In the case of Welles’ brilliant F For Fake, a semi-documentary about hoaxes and art forgeries, Grenier saw a similarity in the way the media exploits celebrities, and how some celebs revel in even the most negative publicity. (Actor Alec Baldwin clearly states that being in tabloids is good for a Hollywood career these days, then offers a a fascinating deconstruction of the Warner Brother media platforms which promoted him on their Warner Bros.
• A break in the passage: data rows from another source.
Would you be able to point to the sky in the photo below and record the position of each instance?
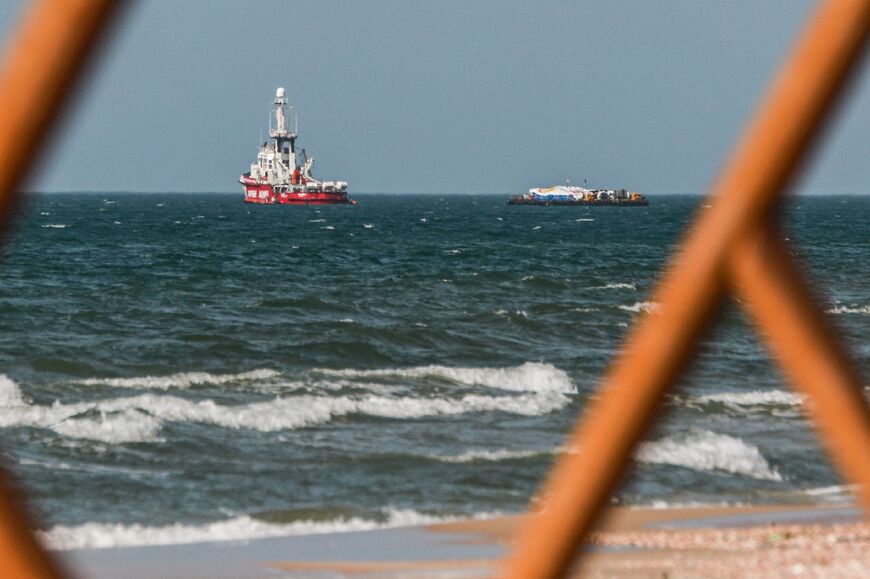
(451, 96)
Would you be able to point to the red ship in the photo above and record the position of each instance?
(277, 177)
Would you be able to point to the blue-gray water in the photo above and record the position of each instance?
(189, 359)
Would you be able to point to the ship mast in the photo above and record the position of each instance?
(282, 136)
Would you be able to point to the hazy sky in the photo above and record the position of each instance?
(446, 96)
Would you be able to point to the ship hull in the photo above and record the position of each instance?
(265, 195)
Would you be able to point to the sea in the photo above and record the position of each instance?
(181, 367)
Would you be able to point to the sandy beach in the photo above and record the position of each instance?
(722, 542)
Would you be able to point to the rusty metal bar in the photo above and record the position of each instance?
(660, 345)
(41, 64)
(807, 351)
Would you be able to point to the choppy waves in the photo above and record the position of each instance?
(535, 389)
(709, 451)
(637, 307)
(239, 528)
(182, 380)
(849, 310)
(529, 377)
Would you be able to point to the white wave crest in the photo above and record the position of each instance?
(239, 528)
(744, 400)
(491, 455)
(506, 313)
(529, 377)
(118, 428)
(616, 285)
(140, 417)
(849, 310)
(637, 307)
(709, 451)
(182, 380)
(10, 393)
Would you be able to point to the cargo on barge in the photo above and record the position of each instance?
(566, 195)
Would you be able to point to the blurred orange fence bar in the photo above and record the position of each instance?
(733, 248)
(733, 241)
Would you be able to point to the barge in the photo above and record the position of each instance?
(566, 195)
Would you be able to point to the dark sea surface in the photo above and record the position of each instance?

TV shows to promote the Warner Bros. pic The Departed, while dragging him through the mud over his infamous phone call tirade to his daughter via Warner’s tabloid arms).

Grenier even stages a few celebrity stunts, like an outing with Paris Hilton to see how the media will respond. (TMZ reported a love connection, immediately.) “I did try to blur lines or reality whenever possible,” Grenier told me. “If there was a line there, I blurred it.”

This comment made me reflect on a scene in which Grenier explains the myth of Narcissus to Paris Hilton, who asks “Is that a true story?” there’s a twinkle in her eye that suggests she knows that she’s got the perfect dumb blonde response. Or,maybe not.

Even with all the Hollywood connections and locations that the film has, there is an East Bay tie-in. One of the producers on Teenage Paparazzo is John Loar, a Danville resident who is working on a number of interesting films, including the Tony La Russa film based on Buzz Bissinger’s bestseller Three Nights in August as well as a Sugar Ray Leonard biopic.

I asked Loar how he involved with Teenage Paparazzo. “I happened to come across Adrian and (filmmaker) Matthew Cooke who were already working on the project. I really liked the concept, and it was a good opportunity to partner with someone who has access to people to make that film,” said Loar. “We premiered the movie at Sundance in January and it was very well-received. It’s been a satisfying project to be a part of.”

Loar, who is working on two more documentary projects with Grenier and Cooke, had a different take on the movie than the film’s director.

“There are really two films going on here,” Loar saysAdrian Grenier and John Loar at the Hollywood premiere; photo by Lee Salem. “Adrian is more caught up on this story about social media and celebrity identity and narcissism—which is very interesting. But as a parent, I saw something different, about this young teen running his parent’s life. We have become such helicopter parents, taking our kids to the important stops in there life, without taking a step back and asking if that’s the right way to live.”

Loar continued, “I was also fascinated by the business model that has been created in Hollywood, by the tabloids and the paparazzi. Celebrities and paparazzi are everywhere, and they generate this huge amount of business in a very concentrated area. And just a few hours north here in Danville, that doesn’t exist. When Adrian goes out in L.A., he is always followed around. But, I’ve had Adrian to my house in Danville and we’ve gone out to eat in town. Around here, no one cares.”

Teenage Paparazzo airs on HBO on September 27, at 9 p.m. Highly recommended.